The present phylogenetic tree shows that both mutY and recA have been lost in Rma and in clade I symbionts (Figure 1). Were the losses in clade I symbionts and Rma accidental coincidences or related phenomena? The loss of recA may increase the mutation rate of the genome and hence increase the possibility of losing other genes such as mutY. It is also noteworthy that the branch length of Rma is longer than other branches in the clade II lineage, and the branch length from the node between clade I and II symbionts (* in Figure 1) to the node of clade I symbiont radiation (*** in Figure 1) is longer than the length to the node of clade II symbiont radiation (** in Figure 1).

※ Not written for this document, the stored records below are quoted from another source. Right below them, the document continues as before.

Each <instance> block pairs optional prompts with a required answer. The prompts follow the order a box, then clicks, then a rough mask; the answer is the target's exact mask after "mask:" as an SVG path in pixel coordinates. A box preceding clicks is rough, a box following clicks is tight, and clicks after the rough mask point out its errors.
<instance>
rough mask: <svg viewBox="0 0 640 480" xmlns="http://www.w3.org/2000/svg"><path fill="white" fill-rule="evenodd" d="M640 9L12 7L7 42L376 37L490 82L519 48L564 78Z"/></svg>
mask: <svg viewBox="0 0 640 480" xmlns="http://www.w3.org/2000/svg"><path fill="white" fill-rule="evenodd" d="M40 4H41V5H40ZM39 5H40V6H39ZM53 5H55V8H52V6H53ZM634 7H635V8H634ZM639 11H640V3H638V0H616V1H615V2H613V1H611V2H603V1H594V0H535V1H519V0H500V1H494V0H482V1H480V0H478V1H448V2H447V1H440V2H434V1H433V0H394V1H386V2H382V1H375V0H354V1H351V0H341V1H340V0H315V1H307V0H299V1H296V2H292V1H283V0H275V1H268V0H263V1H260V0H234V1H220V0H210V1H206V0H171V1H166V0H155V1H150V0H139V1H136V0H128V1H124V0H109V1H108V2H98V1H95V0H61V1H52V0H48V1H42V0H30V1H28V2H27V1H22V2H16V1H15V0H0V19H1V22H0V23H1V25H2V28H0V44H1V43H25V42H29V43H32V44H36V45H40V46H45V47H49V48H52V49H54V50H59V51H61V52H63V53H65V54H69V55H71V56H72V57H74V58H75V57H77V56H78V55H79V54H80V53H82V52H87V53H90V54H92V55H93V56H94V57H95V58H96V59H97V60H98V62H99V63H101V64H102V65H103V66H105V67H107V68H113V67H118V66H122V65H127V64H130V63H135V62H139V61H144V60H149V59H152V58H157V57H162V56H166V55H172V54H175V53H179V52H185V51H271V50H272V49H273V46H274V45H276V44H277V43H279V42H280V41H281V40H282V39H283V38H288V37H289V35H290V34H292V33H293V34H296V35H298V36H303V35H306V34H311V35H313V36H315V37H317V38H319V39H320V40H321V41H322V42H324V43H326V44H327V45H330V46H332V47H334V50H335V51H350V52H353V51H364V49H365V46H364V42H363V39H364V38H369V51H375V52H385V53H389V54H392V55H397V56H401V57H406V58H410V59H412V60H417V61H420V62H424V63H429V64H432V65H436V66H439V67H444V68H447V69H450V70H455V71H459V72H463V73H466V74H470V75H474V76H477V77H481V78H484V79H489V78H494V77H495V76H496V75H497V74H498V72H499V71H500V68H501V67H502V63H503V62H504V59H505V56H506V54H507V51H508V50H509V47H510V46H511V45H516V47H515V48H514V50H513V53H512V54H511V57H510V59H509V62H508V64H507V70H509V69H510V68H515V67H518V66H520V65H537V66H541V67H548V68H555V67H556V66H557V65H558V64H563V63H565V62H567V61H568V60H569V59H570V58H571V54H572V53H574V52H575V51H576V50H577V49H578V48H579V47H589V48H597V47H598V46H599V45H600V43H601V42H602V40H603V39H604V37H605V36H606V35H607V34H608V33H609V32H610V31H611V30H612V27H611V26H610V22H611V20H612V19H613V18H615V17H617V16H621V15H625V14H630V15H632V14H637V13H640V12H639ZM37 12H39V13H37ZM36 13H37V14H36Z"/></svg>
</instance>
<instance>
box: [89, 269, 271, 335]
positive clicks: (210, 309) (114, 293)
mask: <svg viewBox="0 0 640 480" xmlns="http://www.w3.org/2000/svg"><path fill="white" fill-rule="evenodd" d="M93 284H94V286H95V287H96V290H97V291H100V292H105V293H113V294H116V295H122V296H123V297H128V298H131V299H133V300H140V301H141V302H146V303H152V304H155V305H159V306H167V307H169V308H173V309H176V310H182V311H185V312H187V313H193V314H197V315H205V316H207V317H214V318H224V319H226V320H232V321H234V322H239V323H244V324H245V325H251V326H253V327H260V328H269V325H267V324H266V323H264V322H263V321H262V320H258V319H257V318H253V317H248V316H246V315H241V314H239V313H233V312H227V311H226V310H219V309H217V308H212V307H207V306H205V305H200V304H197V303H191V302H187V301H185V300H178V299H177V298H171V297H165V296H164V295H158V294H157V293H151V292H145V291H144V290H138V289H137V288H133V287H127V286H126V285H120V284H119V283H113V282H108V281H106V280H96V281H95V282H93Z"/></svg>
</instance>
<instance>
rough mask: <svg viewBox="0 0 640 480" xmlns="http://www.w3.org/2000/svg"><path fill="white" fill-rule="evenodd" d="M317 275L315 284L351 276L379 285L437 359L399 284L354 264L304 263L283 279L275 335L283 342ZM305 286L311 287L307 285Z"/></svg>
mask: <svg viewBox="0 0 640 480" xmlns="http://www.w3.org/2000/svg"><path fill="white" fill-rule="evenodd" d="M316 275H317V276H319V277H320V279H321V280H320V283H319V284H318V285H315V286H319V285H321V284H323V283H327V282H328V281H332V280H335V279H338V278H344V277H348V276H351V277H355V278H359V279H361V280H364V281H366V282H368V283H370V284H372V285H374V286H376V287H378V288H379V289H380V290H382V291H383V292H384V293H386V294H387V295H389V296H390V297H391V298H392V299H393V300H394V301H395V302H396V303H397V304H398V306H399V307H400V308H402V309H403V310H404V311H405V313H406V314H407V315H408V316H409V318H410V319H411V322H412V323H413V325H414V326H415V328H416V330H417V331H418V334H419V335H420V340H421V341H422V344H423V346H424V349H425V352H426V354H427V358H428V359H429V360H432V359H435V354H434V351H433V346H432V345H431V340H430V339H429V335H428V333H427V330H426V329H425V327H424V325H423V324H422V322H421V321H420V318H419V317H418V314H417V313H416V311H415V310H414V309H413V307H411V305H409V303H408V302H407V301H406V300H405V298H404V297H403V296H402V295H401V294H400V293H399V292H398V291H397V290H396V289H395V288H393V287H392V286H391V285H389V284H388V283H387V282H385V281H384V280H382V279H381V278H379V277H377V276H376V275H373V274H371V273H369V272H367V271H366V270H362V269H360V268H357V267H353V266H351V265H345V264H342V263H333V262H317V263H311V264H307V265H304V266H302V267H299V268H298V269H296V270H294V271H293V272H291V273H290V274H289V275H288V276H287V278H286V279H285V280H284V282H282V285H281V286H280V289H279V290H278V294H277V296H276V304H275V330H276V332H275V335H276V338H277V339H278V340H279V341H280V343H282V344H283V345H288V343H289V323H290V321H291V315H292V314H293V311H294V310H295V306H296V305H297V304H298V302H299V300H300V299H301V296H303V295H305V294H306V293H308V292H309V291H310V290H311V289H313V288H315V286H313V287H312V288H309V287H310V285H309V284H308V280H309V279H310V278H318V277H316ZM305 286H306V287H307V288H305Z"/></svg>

As a result, the loss of recA which occurred in Rma and clade I symbionts independently may have increased the mutation rate and elongated these branch lengths. This may also increase the probability of losing other genes including mutY.
Once genes lose their functions, their selective pressure must be relaxed and their mutation rates are expected to increase . In the functionless recAs of C. fausta and C. nautilei, one additional mutation was found in each (Additional file 1, Figure S1). Two additional deletions were also found in the Rma mutY (Additional file 2, Figure S2). These may be the result of the decreased (relaxed) selective pressure after the losses of the functions of the genes.
While an evolutionary event like the loss of a gene for DNA repair or recombination may occur spontaneously in a certain lineage, it must greatly affect the later evolutionary fate of that lineage. We previously suggested that the loss of recA probably stabilized the genome architecture in Calyptogena clam symbionts [8, 34]. The present data raise the possibility that the loss of mutY affected the G+C content of the genomes of the Calyptogena symbionts. The effect of losing genes for DNA recombination and repair on their RGE will be analyzed by sequencing the genomes of other Calyptogena clam symbionts, which is now in progress and will be published elsewhere.